More people are buying used cars in this down economy. As a result, used cars are in short supply and prices are up.
"People are looking for value now. And used cars, especially late-model used cars, are better values than new cars," Rik Paul said.
But consumer reports says you have to shop carefully. First, narrow down your choices to a reliable make and model. That translates into less time and money spent at the repair shop.
"The reliability information that Consumer Reports gathers shows that some models are generally more reliable than others. It's hard to go wrong with a Honda, for instance. The Accord, the Civic, the CR-V, and the Pilot are all very reliable," Paul said.
Next, you want to find a car that's been well maintained. Ask for records so you can see if the recommended maintenance was done as well as any repairs.
Taking a test drive is also important. You want to see if the car drives smoothly and that there are no unusual noises.
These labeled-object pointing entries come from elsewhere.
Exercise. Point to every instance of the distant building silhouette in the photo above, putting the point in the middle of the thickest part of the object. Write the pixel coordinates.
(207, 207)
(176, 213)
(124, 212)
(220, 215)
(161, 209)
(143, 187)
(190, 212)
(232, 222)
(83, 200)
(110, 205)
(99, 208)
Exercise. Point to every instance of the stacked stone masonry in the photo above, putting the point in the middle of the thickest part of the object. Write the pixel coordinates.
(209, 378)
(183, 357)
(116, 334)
Take the car on highways and local roads, too. Ideally you want to spend up to a half-hour driving the car so you have enough time to size it up.
"You should also look over a used car very carefully. Telltale signs of damage are rust or corrosion like this or a door that doesn't close properly," Paul said.
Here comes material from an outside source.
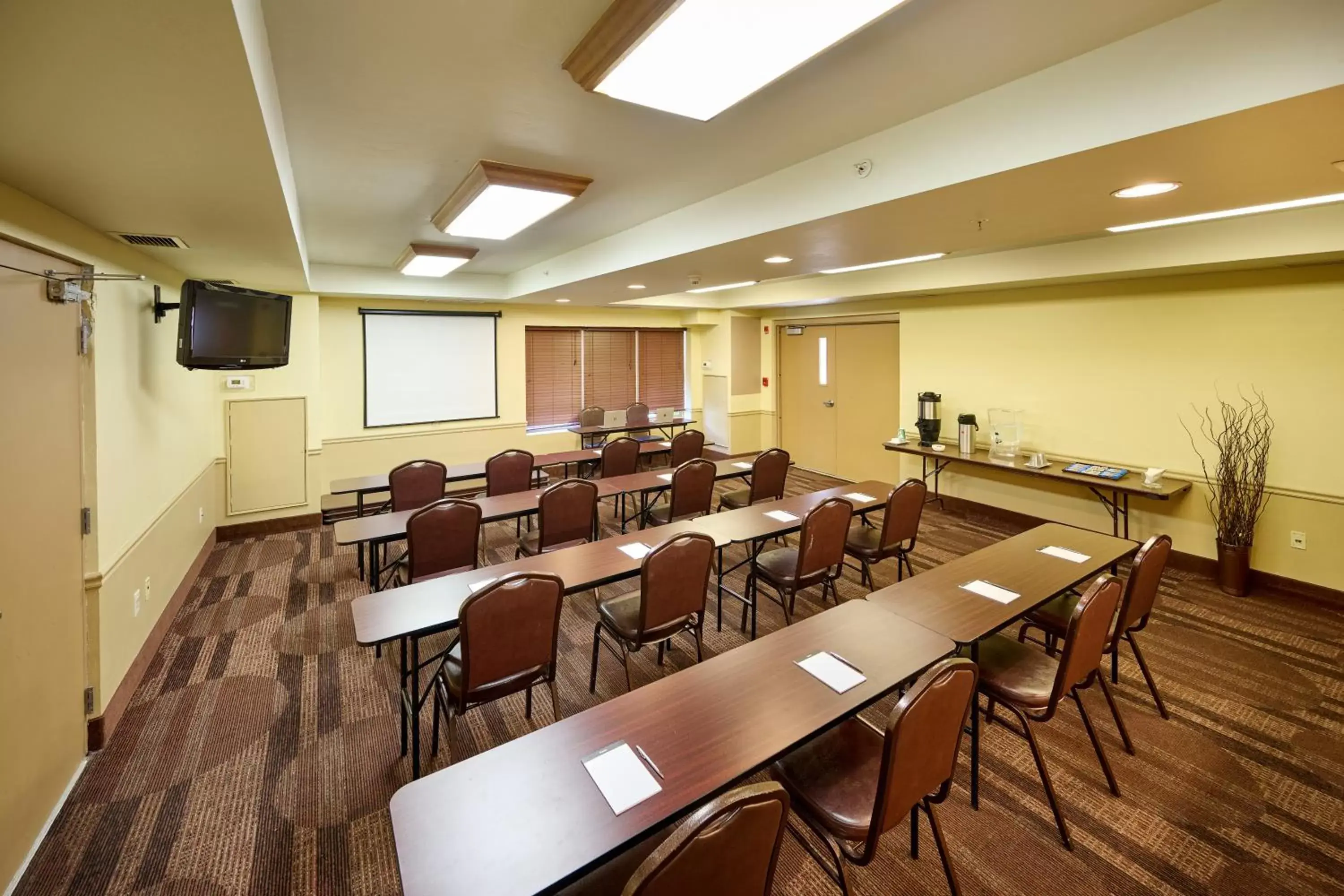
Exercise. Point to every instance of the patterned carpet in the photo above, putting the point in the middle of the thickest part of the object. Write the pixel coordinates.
(261, 750)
Also check the engine and under the car for any oil or coolant leaks. If you find any, steer clear. But most importantly, have an independent mechanic check out a used vehicle before buying it.
"If someone won't allow a car to be inspected, consider that a red flag and move on," Paul said.
And is it better to get a certified used vehicle? They can cost you hundreds or even thousands of dollars more.
"If you focus on getting a reliable car that's well-maintained, and you have it inspected by an independent mechanic, you can skip going the certified-car route," Paul said.